Healthy Shopper Market wine section

"Tales of a Scorched Coffee Pot" - G9

By jasonmcgathey | Jason McGathey | 17 Sep 2023


Healthy Shopper wine section AFTER two significant size reductions

 

Wholesale changes continue unabated at Palmyra. Then again, this is the nature of the beast pretty much everywhere, which leads Edgar to wondering where this phrase even came from. He gets that the word wholesale has another meaning, a synonym for sweeping, all-encompassing. But he also thinks there’s probably a good joke to be had somewhere in there, a slogan that those in this industry might relate to. Maybe something like Wholesale Changes: Welcome To Retail! Or maybe something more like a dry quip you might read, a quote from an industry analyst interviewed in the Wall Street Journal:

“Wholesale changes are only possible in retail,” says Cost Merchant exec Ed Markowitz.

But while there’s surely a cause-and-effect with some of this at Palmyra, it can only explain away so much. Any way you slice it, there’s a staggering amount of sideways motion and outright turnover here, all the more amazing in that none of them have even been featured recently as the monthly newsletter profiles. Having determined that the effort and outrageous philosophical battles aren’t worth her pay rate, Edgar’s mom steps down to become a cashier instead. And the ripples caused by this motion are easy enough to trace, even if half might be coincidence.

About a month later, in what is surely one of the more anticlimactic conclusions any of them have ever experienced, after apparently concluding he’s pissed off just about everyone he possibly can, Jimmy Ray simply stops showing up. That’s it. There might be more to the story, but even Duane concedes that the dude essentially disappeared, skipping town on not just this job but his rent and Duane’s daughter as well.

Pierre is demoted from assistant store manager to just the Palmyra wine guy — although quite naturally this move isn’t phrased as such. Once again careful to couch his conversation in as much industry jargon laced spin doctoring as possible, Duane explains to Pierre that this category is an extremely important one, yet seriously struggling — for crying out loud, they just shrunk its square footage down yet again! — and that he’s the only man who can possibly save it. Therefore they need him to focus all of his talents upon that category alone. Sprinkle in some words like challenge and opportunity and you’re all set, send him off on his merry tannin soaked way.
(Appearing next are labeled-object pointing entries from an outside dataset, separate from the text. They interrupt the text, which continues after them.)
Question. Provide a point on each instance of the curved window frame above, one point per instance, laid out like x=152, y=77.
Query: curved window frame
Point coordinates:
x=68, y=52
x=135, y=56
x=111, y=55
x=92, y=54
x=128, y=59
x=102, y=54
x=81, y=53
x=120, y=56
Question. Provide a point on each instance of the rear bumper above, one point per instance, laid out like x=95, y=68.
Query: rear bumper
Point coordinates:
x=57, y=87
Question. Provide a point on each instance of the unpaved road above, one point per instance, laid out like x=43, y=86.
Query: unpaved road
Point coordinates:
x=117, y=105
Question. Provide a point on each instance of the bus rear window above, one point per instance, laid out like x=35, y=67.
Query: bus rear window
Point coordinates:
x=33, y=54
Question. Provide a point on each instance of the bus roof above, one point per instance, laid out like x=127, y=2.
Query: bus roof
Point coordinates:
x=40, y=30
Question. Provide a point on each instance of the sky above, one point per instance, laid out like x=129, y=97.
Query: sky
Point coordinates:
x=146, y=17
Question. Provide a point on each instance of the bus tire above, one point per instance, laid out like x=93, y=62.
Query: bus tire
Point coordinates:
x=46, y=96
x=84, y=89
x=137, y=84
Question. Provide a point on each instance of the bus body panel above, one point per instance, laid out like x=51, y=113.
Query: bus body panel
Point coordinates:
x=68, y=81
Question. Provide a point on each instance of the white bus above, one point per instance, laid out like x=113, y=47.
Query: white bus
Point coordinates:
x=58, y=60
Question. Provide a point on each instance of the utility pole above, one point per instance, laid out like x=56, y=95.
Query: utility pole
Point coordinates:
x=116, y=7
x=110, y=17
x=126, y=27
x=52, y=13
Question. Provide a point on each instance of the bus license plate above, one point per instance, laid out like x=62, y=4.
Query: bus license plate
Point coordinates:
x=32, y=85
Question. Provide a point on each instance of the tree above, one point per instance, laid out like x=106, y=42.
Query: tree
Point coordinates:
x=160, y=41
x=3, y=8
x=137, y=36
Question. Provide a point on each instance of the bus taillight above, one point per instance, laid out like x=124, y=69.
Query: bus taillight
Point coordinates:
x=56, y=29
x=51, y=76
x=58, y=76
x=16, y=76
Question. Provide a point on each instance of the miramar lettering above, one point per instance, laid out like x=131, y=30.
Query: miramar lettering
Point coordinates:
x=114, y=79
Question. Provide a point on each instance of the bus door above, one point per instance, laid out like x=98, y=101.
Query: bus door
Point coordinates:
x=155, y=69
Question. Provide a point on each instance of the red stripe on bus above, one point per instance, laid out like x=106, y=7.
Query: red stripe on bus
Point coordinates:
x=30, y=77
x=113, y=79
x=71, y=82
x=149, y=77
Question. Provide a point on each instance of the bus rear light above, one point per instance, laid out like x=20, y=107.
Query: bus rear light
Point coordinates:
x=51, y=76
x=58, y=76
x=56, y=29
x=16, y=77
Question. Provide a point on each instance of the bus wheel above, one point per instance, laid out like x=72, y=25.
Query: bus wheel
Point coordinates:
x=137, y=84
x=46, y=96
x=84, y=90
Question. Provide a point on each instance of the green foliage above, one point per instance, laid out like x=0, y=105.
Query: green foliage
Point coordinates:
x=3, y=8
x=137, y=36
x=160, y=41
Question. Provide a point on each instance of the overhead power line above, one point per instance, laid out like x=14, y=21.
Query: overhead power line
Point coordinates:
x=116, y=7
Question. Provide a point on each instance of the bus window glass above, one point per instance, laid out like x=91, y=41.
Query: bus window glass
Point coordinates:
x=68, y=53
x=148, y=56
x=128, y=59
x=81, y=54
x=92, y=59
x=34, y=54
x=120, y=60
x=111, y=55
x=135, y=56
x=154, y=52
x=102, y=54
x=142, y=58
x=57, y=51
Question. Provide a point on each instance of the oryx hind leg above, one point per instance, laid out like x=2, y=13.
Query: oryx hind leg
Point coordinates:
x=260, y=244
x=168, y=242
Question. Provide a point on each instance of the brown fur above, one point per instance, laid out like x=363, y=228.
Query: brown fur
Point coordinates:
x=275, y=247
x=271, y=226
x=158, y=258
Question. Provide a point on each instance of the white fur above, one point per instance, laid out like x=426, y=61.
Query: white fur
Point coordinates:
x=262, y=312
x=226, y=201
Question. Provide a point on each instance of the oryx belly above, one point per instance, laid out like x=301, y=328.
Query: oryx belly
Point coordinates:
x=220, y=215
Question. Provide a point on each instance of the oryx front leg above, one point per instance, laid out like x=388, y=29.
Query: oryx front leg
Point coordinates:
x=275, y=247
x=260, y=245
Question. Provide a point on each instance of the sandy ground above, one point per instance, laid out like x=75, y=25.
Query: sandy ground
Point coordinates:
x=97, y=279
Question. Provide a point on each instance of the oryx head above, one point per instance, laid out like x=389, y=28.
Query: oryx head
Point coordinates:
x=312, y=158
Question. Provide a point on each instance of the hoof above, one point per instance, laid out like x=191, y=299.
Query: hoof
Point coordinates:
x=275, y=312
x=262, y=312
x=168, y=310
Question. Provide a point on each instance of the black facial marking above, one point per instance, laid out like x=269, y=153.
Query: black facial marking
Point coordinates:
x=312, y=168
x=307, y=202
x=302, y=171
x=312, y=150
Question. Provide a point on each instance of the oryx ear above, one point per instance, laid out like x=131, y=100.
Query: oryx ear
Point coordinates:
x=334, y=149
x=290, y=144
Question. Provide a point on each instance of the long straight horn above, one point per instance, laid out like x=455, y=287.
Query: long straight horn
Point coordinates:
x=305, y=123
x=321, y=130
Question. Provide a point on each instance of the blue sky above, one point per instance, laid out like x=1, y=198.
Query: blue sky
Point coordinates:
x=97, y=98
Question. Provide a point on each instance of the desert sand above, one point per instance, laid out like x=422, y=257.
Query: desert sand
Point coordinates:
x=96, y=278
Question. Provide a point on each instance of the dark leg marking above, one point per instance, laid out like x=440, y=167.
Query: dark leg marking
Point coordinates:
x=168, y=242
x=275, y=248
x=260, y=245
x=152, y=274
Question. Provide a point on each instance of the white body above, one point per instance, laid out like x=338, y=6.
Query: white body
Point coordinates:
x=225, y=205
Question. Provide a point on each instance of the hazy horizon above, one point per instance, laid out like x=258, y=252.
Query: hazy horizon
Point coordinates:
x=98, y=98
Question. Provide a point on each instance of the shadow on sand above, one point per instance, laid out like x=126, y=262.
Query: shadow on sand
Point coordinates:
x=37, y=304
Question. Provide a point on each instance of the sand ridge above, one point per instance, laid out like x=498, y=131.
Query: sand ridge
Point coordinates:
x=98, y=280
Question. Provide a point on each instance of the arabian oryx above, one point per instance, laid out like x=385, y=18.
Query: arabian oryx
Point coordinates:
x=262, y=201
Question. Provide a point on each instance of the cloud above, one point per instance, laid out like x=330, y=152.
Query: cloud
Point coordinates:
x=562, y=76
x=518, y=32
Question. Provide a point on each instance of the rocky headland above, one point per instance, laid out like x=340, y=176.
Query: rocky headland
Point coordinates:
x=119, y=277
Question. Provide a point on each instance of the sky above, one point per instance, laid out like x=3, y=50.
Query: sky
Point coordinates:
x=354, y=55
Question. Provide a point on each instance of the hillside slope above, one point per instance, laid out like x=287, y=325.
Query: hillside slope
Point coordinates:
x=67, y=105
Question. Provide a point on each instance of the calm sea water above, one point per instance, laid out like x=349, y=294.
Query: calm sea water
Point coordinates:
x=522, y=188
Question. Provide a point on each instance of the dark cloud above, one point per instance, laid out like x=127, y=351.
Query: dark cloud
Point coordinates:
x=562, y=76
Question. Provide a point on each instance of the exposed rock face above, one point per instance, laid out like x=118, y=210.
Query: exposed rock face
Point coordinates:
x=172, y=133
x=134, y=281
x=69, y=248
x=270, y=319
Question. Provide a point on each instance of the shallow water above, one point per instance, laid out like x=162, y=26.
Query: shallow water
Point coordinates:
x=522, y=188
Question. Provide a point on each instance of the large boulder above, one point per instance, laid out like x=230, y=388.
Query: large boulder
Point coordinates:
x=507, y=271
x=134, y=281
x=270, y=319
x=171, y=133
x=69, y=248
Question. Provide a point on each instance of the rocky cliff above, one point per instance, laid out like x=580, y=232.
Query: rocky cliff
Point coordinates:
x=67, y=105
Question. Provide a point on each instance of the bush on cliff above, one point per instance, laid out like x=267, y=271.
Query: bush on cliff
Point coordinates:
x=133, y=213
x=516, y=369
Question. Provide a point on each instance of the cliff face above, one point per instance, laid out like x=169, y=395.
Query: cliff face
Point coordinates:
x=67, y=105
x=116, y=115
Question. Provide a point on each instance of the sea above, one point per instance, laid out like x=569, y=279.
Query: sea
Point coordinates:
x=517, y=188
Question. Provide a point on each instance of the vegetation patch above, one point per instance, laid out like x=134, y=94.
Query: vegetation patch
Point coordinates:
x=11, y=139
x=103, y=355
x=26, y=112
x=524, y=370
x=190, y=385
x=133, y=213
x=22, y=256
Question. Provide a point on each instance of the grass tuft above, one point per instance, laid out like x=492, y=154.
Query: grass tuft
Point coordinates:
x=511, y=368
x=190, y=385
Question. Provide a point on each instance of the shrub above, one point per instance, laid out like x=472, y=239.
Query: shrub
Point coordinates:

With this move they’re able to slide Brian Prentiss from the deli into an assistant manager role. He’s already proven himself in just a handful of months as reliable, capable, amenable, good with customers, and perhaps most importantly of all, not insane, therefore finds himself on the fast track with this establishment. One would expect them to be down a few bodies in the deli now, in light of three consecutive desertions, but here they unexpectedly hit the jackpot on back to back hires, to a possibly unprecedented degree.

These pleasantly unexpected surprises make some of the veterans think, hmm, okay, maybe this place is getting caught up in a rising tide after all. To fill the meat cutter role vacated by Jimmy Ray, they somehow manage to land Billy McEntire, a good ol’ boy with a ton of experience, something of a talker and a comedian, whom none of them have ever worked with before. He just strolled in off the streets, responding to one of their online ads.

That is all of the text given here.